A few generalizations may be made concerning a public university’s ability to restrict artistic expression on its campus, though it must be kept in mind that the Supreme Court has never directly addressed the issue.
The deciding issue is often whether the art or performance is shown in a place that is generally considered a “public forum,” or if the school has placed certain content-based restrictions on what may be displayed. If the art is shown in a location in which the public has previously been invited to speak or present artwork, then anything that does not violate the local standards of obscenity will be protected under the First Amendment.
If the display area is not a public forum, however, some courts have held that the school may place reasonable restrictions on the subject matter of the exhibits, though not on the artist’s viewpoint. For example, they may ban art portraying athletics in general, but may not ban art that exalts only athletes of a particular race. In this way the institution retains a measure of control over its campus but is prevented from discriminating against pieces of art because of their viewpoint or, potentially, because they evoke a negative reaction from some observers.
Plays and movie showings are afforded some extra protections from censorship because they are not generally shown in broad view of passersby, but rather in closed settings for audiences that want to be there. Displays of visual art, which are sometimes in plain view of the public, are subject to different rules.
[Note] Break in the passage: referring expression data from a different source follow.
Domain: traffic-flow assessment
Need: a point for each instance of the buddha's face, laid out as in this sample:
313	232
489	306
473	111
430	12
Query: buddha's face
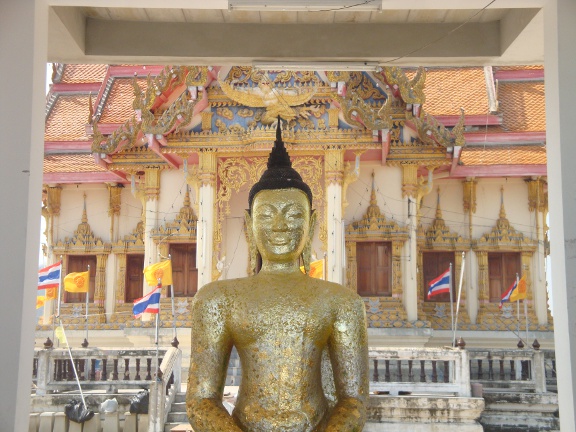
280	223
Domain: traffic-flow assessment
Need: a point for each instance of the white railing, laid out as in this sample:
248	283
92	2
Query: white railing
108	369
517	369
163	390
420	370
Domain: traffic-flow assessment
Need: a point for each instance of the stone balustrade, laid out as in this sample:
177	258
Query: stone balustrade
515	369
105	369
419	370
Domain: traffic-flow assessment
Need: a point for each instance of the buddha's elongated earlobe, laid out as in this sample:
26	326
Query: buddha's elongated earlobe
307	251
251	243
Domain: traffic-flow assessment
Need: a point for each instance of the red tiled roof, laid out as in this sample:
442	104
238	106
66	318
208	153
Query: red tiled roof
118	106
509	155
74	163
74	74
449	89
522	106
68	118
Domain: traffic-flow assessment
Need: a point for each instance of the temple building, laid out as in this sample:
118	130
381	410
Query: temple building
413	171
Political speech in any form is particularly protected by the First Amendment. As a result, unless a school has placed a prohibition on political expression in a certain location, art that contains any element that may be construed as a political message (such as an exhibit at the Art Institute of Chicago in which observers were encouraged to step on an American flag), will be all but immune from censorship.
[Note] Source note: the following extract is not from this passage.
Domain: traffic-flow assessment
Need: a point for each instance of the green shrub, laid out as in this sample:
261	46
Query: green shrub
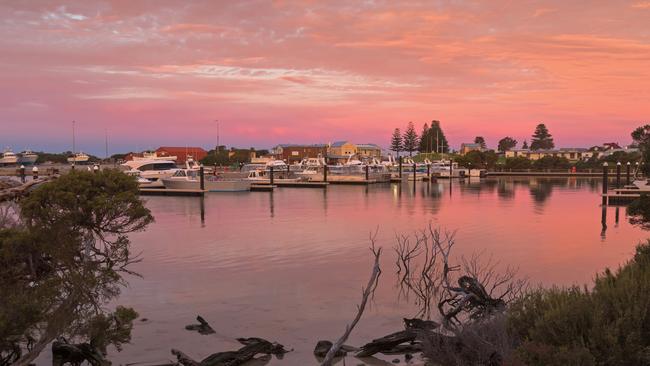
609	325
Works that involve racial or sexual themes, however, may be subject to relocation or removal. In Lahme v. University of Southwestern Louisiana, a 1997 state case in which a sculpture bearing obscenities and racial epithets was placed on a college campus near an elementary school, the Louisiana Court of Appeals found that it was not a violation of the artist’s freedom of expression for the sculpture to be moved to a different, less-visible part of the campus, so long as the work was not completely removed. While not affording artistic expression the same protections as verbal speech, the court recognized that the right of an individual to communicate his or her point of view does not end with the spoken word.
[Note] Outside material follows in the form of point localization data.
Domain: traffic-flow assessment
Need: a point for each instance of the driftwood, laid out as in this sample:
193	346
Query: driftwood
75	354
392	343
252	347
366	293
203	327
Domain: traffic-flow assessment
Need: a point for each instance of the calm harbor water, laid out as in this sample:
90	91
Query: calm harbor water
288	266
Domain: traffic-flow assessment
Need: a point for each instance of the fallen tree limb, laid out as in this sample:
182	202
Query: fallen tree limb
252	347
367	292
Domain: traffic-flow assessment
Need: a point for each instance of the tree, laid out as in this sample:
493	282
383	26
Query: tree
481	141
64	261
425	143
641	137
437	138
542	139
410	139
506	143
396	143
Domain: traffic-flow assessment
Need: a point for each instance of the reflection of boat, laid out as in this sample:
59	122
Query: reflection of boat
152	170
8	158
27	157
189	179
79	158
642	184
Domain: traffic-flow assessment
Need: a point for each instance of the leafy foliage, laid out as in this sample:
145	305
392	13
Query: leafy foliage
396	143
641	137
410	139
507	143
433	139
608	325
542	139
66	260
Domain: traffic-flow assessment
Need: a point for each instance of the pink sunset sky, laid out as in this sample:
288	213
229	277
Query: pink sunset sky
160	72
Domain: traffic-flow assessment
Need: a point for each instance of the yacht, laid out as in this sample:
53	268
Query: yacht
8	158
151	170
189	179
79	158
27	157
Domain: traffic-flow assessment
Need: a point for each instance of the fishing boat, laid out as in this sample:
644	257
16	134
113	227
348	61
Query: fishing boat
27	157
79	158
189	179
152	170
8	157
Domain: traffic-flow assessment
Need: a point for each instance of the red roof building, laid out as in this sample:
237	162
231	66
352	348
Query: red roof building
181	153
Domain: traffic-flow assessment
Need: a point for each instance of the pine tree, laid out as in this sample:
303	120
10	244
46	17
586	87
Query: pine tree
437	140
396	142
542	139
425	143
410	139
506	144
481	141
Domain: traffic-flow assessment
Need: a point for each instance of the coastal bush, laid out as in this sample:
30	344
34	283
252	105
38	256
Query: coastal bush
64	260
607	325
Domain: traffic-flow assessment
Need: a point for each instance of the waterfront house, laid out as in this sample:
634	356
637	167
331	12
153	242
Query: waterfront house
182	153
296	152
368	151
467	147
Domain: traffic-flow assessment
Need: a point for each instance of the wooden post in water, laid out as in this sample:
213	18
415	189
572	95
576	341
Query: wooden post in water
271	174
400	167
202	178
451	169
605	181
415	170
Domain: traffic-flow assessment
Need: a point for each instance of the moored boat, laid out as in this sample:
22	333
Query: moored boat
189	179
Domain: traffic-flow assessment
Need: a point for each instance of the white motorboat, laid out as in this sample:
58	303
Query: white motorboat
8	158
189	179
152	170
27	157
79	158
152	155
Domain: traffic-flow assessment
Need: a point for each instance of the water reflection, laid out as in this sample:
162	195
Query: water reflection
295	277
Courts have generally decided in favor of university officials’ right to remove or relocate art exhibits. In Piarowski v. Illinois Community College (1985), the 7th U.S. Circuit Court of Appeals considered a state college's decision to relocate a controversial art exhibit from a prominent ground-floor gallery to a less prominent fourth-floor space. Given that the gallery was not generally open to the public, the court decided that the gallery was not a public forum for First Amendment purposes. Furthermore, the court concluded that "relocation is not suppression” and the college's decision did not violate the artist's First Amendment rights.
Similarly, in the 1970 case Close v. Lederle, the 1st U.S. Circuit Court of Appeals reversed a lower court's finding of a First Amendment violation when a state university removed a controversial art exhibit from a display corridor. The exhibit included nude paintings of men and women with very detailed genitalia. Though the corridor was regularly open to the public, unlike the gallery in Piarowski, the court weighed the interests of the artists against the interests of the public, which included children, who walked the corridor daily. The court reasoned that there was no suggestion that the artist sought to express any political or social views in his art, making his constitutional interests minimal.
The U.S. Supreme Court refused to hear either case.